Lattouf crowdfunds, while Nine gets a new boss and pays out a class-action

This week’s Media Briefs brings you the latest updates in the ongoing Antoinette Lattouf sacking saga at the ABC, Nine’s new managing director of publishing, and why the media network has offered a public apology and compensation to 400 Palm Islanders.

Who is Tory Maguire? 

Nine has announced Tory Maguire as its new managing director of publishing, stepping up from her previous role as executive editor of the company’s metropolitan mastheads. It will bring all of the company’s publishing assets under her purview, including the Australian Financial Review.

Maguire has worked in media for more than two decades, starting with News Corp in 2000. She edited the short-lived News Corp opinion site The Punch from 2010 to 2013, before joining The Huffington Post as the Australian edition’s first editor-in-chief. She joined Nine as the national editor for The Sydney Morning Herald and The Age in 2018, before being promoted to executive editor of the metropolitan mastheads in 2021. 

Maguire’s past year as executive editor has been colourful with staff unrest over coverage of the Israel-Hamas war, and a momentous outcome in the Ben Roberts-Smith defamation saga. 

Maguire said last year that the outcome, a judgment in favour of the papers and journalists Nick McKenzie and Chris Masters, was “a vindication for … important public interest journalism”. Roberts-Smith, who is appealing the judgment, had sued for defamation over reports he claimed portrayed him as a murderer and war criminal. 

Maguire replaces James Chessell, who leaves the company after two years in the role for a consulting position at Bespoke Approach, a firm headed by former Liberal Party adviser Ian Smith and Rupert Murdoch’s personal spokesman Andrew Butcher. The Australian reported late last year that Chessell would remain working with Nine in an external capacity.

Antoinette Lattouf v ABC 

Journalist Antoinette Lattouf’s legal battle against the ABC has continued this week, with 80 ABC staff threatening a walkout and demanding a meeting with managing director David Anderson. It comes after the Nine papers reported secret WhatsApp messages in which pro-Israel lobbyists sought to target ABC upper management in a campaign to get Lattouf sacked. 

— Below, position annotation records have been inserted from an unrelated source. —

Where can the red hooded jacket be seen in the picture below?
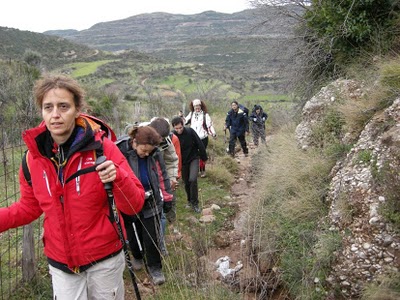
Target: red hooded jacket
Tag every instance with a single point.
(77, 228)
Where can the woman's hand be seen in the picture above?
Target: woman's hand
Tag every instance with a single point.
(107, 171)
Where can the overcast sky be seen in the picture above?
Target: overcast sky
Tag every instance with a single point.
(42, 15)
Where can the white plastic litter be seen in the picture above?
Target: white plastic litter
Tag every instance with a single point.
(223, 263)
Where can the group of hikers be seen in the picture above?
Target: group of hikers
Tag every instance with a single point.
(89, 185)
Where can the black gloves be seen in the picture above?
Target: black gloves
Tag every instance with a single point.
(167, 206)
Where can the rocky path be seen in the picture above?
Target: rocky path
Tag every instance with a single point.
(234, 244)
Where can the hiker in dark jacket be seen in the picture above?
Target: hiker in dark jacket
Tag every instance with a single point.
(200, 120)
(192, 149)
(142, 154)
(258, 118)
(238, 124)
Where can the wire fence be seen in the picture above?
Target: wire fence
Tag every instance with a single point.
(20, 248)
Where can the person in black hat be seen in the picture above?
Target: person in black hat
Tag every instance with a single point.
(258, 118)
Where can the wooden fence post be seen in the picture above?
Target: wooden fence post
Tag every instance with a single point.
(28, 254)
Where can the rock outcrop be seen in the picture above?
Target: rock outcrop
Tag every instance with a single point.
(370, 246)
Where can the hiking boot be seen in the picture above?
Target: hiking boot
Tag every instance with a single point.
(156, 275)
(137, 264)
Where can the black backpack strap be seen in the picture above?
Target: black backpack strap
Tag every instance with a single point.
(25, 168)
(99, 152)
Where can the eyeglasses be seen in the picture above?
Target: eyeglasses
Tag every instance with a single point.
(165, 144)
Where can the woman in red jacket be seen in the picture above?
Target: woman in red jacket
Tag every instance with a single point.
(81, 243)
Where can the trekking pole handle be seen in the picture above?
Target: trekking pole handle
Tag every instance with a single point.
(99, 161)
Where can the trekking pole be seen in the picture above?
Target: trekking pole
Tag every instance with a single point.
(114, 215)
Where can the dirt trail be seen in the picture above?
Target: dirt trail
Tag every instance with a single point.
(235, 242)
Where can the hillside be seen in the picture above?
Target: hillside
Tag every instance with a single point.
(55, 51)
(234, 42)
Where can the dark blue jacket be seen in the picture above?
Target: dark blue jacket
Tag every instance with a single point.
(258, 120)
(153, 206)
(191, 146)
(237, 122)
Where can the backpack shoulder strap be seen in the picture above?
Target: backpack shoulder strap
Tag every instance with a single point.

More than 200 ABC union staff met at 1.30pm over Zoom on Wednesday. While Anderson didn’t meet with them, the SMH reports he instead issued an email statement circulated to staff. “The ABC rejects any claim that it has been influenced by any external pressure, whether it be an advocacy or lobby group, a political party, or commercial entity,” it read.

The ABC union house committee told the Herald it was “disappointed” with Anderson’s response, and “notes the response does not address member concerns”. An MEAA spokesperson had previously told Guardian Australia “the priority is for David Anderson to come out of his office and engage directly with members about how the ABC deals with external criticism and supports its staff”.

Lattouf has also taken to social media to post a crowdfunding appeal for her legal fees. The fund, which has a target of $60,000, has raised $64,376 at the time of writing — Lattouf is being represented by Maurice Blackburn’s Josh Bornstein, who your correspondent interviewed prior to proceedings being filed. 

Nine pays out, with apologies

Nine will offer a public apology and pay compensation to 400 Palm Islanders over a 2020 broadcast that claimed Islanders spent separate compensation payouts, over racist misconduct by Queensland Police during the 2004 Palm Island riots, on luxury goods such as sports cars and boats, the Townsville Bulletin reports.

The report, by Nine News Queensland’s Alexander Heinke, claimed there were “serious holes” in the compensation process, describing the payouts as “massive taxpayer-funded” cheques. The $30 million compensation package came after a 2016 judgment in the Federal Court that found Queensland Police engaged in a number of incidents of unlawful racial discrimination in response to the riots. Justice Debra Mortimer found police acted “with a sense of impunity … because they were dealing with an Aboriginal community”.

A class action was launched on racial discrimination grounds, alleging the broadcast was racially offensive, insulting and humiliating.

Lawyer Stewart Levitt, speaking on behalf of Andrea Kyle-Sailor, the lead applicant, described the settlement agreement as “just and fair and … very likely to be approved”.

Nine is not expected to make an admission of liability, but has agreed to a public apology, retraction and payout.

Alexander Heinke could not be contacted for comment by Crikey.

Moves 

  • Nour Haydar, who left the ABC as a federal politics reporter over its coverage of Gaza, has joined Guardian Australia‘s Full Story podcast team, replacing Laura Murphy-Oates. 
  • Reporter Patrick Begley has joined The Sydney Morning Herald in its investigations team after four years with the ABC. 
  • Journalist Taylor Auerbach has joined Sky News, returning to News Corp where he began his career in 2010.
  • Sarah Keoghan joins news.com.au as a crime reporter, leaving The Sydney Morning Herald after five years. Keoghan replaces Clare Sibthorpe, who left news.com.au for the Herald’s crime team late in 2023. 
  • Former rugby league player Cooper Johns joins the Kyle & Jackie O Show on KIIS FM, stepping away after three years on the fringes of the NRL.